73. An enzyme blend according to claim 71 wherein said tripeptidyl aminopeptidase comprises a polypeptide comprising a sequence as set forth in SEQ ID NO:15, SEQ ID NO:16, SEQ ID NO:17, SEQ ID NO:18, SEQ ID NO:19, SEQ ID NO:20, SEQ ID NO:21, SEQ ID NO:22, SEQ ID NO:23, SEQ ID NO:24, SEQ ID NO:25, SEQ ID NO:26, SEQ ID NO:27, SEQ ID NO:28, SEQ ID NO:29, SEQ ID NO:30, SEQ ID NO:31, SEQ ID NO:32, SEQ ID NO:33, SEQ ID NO:34, SEQ ID NO:35, SEQ ID NO:36, SEQ ID NO:37, SEQ ID NO:38, SEQ ID NO:39, SEQ ID NO:40, SEQ ID NO:41, SEQ ID NO:42, SEQ ID NO:43, SEQ ID NO:44, SEQ ID NO:45, SEQ ID NO:46, SEQ ID NO:47, SEQ ID NO:48, SEQ ID NO:49, SEQ ID NO:50, SEQ ID NO:51, SEQ ID NO:52, SEQ ID NO:53, SEQ ID NO:54, SEQ ID NO:55, SEQ ID NO:56, SEQ ID NO:57, SEQ ID NO:58, SEQ ID NO:59, SEQ ID NO:60, SEQ ID NO:61, SEQ ID NO:62, SEQ ID NO:63, SEQ ID NO:64, SEQ ID NO:65, SEQ ID NO:66, SEQ ID NO:67, SEQ ID NO: 68 or SEQ ID NO: 69 or a fragment thereof.

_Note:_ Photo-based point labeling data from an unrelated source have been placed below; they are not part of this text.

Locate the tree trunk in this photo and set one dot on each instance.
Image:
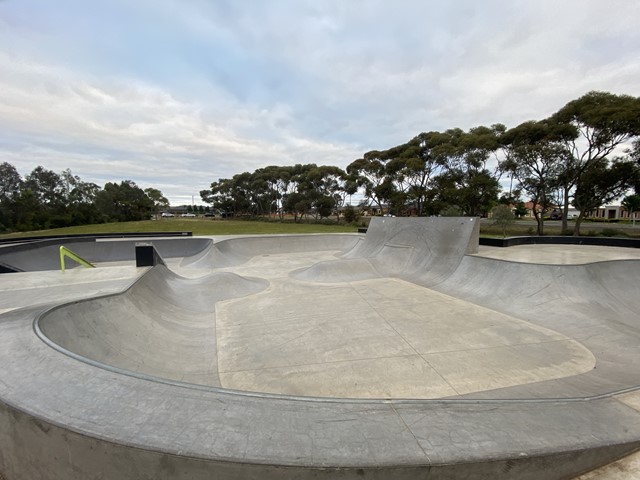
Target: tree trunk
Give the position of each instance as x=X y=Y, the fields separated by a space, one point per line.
x=565 y=210
x=540 y=221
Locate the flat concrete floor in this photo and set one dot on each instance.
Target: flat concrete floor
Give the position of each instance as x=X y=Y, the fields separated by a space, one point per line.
x=559 y=254
x=293 y=339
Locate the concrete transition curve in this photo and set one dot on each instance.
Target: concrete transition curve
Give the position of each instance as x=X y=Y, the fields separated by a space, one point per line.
x=396 y=355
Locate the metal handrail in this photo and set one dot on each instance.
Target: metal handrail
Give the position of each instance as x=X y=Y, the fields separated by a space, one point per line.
x=65 y=252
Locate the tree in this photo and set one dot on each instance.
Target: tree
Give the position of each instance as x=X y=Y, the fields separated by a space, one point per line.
x=48 y=188
x=536 y=159
x=123 y=202
x=10 y=186
x=601 y=183
x=372 y=177
x=158 y=200
x=503 y=216
x=631 y=203
x=601 y=121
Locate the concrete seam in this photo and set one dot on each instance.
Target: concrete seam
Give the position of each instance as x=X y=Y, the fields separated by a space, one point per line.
x=405 y=340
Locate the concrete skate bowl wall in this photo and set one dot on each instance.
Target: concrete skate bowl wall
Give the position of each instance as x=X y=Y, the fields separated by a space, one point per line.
x=162 y=326
x=44 y=255
x=235 y=251
x=84 y=422
x=424 y=251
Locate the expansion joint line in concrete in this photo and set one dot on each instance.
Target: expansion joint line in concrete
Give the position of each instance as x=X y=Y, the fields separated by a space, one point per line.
x=406 y=341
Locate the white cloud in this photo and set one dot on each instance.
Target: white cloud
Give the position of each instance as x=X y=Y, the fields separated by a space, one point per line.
x=176 y=94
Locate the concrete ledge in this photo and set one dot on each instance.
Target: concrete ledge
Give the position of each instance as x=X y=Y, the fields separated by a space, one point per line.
x=560 y=240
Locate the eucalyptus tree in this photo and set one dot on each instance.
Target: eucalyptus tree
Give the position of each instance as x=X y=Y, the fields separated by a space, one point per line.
x=536 y=158
x=602 y=122
x=602 y=182
x=632 y=204
x=466 y=182
x=371 y=175
x=123 y=202
x=413 y=166
x=10 y=186
x=158 y=200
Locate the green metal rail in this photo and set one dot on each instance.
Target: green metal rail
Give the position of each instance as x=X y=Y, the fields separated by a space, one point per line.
x=65 y=252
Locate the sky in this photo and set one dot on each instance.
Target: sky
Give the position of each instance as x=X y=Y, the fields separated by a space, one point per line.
x=175 y=94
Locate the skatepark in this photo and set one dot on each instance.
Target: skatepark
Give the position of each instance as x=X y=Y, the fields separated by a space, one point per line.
x=408 y=352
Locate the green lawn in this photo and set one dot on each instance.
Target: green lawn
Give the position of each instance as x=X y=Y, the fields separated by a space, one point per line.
x=206 y=226
x=199 y=226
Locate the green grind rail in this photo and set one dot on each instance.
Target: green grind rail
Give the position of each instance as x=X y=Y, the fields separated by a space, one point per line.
x=65 y=252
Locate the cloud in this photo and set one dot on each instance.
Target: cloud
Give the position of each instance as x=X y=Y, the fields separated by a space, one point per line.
x=176 y=94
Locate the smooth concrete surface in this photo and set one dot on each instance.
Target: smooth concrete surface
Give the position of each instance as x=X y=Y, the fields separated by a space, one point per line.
x=397 y=355
x=559 y=254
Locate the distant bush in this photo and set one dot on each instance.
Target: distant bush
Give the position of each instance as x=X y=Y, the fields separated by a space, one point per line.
x=612 y=232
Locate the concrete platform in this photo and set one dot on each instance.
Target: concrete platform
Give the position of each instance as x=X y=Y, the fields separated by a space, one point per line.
x=408 y=353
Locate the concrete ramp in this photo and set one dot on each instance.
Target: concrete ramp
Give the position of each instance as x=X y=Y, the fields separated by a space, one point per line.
x=163 y=326
x=45 y=255
x=236 y=251
x=421 y=250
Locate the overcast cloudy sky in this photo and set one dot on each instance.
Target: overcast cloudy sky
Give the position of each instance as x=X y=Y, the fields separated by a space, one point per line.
x=175 y=94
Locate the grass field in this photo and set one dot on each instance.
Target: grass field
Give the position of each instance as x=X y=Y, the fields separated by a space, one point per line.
x=205 y=226
x=199 y=226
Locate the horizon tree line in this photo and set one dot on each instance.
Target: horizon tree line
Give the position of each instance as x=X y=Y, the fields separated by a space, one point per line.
x=586 y=154
x=571 y=158
x=44 y=199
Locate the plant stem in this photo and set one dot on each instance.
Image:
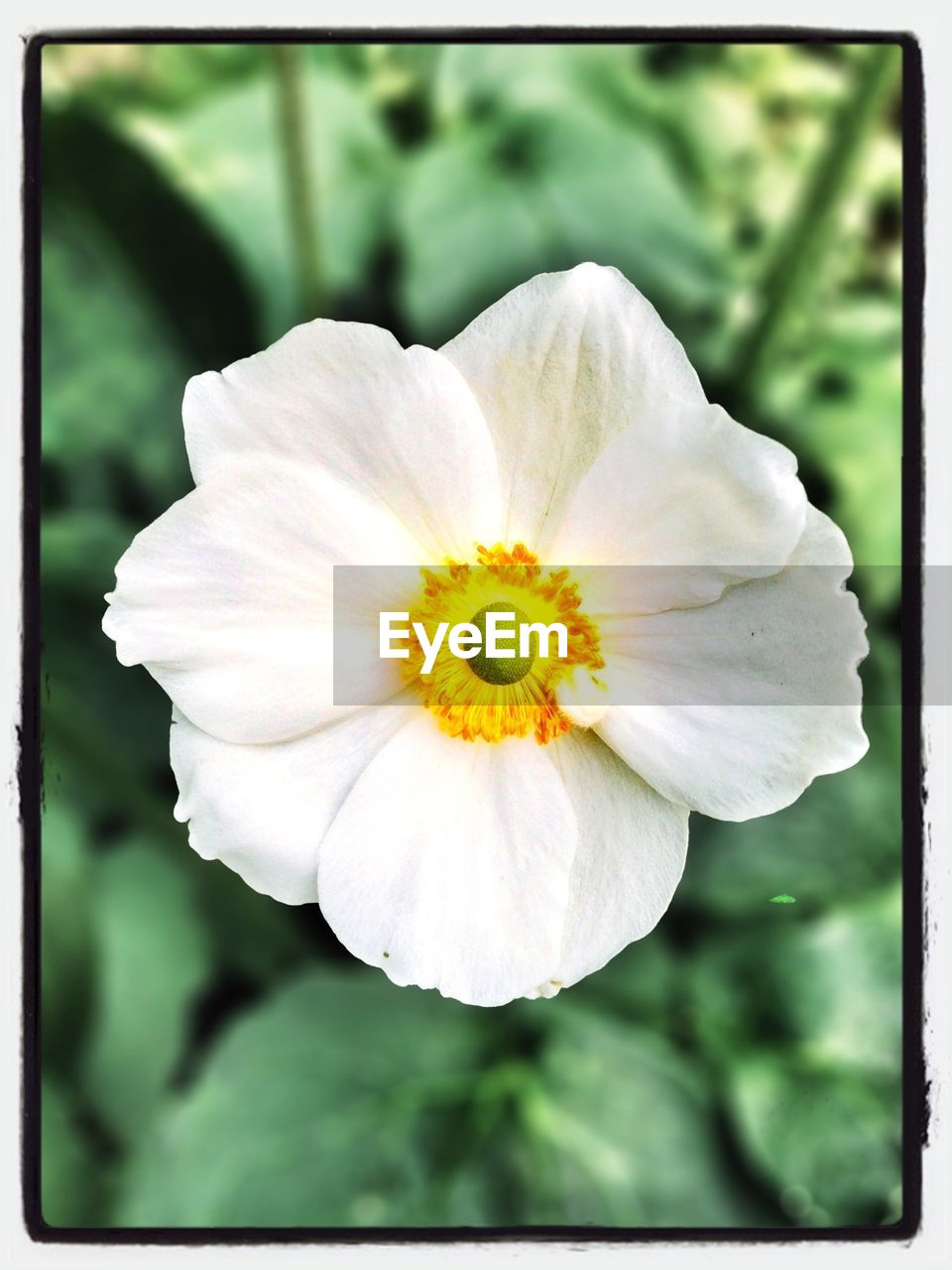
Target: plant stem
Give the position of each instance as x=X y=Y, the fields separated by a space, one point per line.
x=800 y=249
x=298 y=185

74. An enzyme blend according to claim 73 wherein the tripeptidyl aminopeptidase comprises a sequence as set forth in SEQ ID NO:15, SEQ ID NO:16 or SEQ ID NO:17 or a fragment thereof.

75. An enzyme blend according to any of claims 58-74 further comprising adding a second isolated polypeptide having proline specific endopeptidase activity according to any of claims 1 to 6 wherein the second isolated polypeptide is different than said isolated polypeptide having proline specific endopeptidase activity.

76. An enzyme blend according to claim 75 wherein the isolated polypeptide comprises a polypeptide comprising SEQ ID NO:4 or a fragment thereof and the second isolated polypeptide comprises a polypeptide comprising SEQ ID NO:8 or a fragment thereof.

77. A polynucleotide comprising a nucleic acid sequence encoding the endopeptidase of any one of claims 1 to 6.

78. A recombinant expression vector comprising a polynucleotide according to claim 77.

79. A host cell comprising the recombinant expression vector according to claim 78.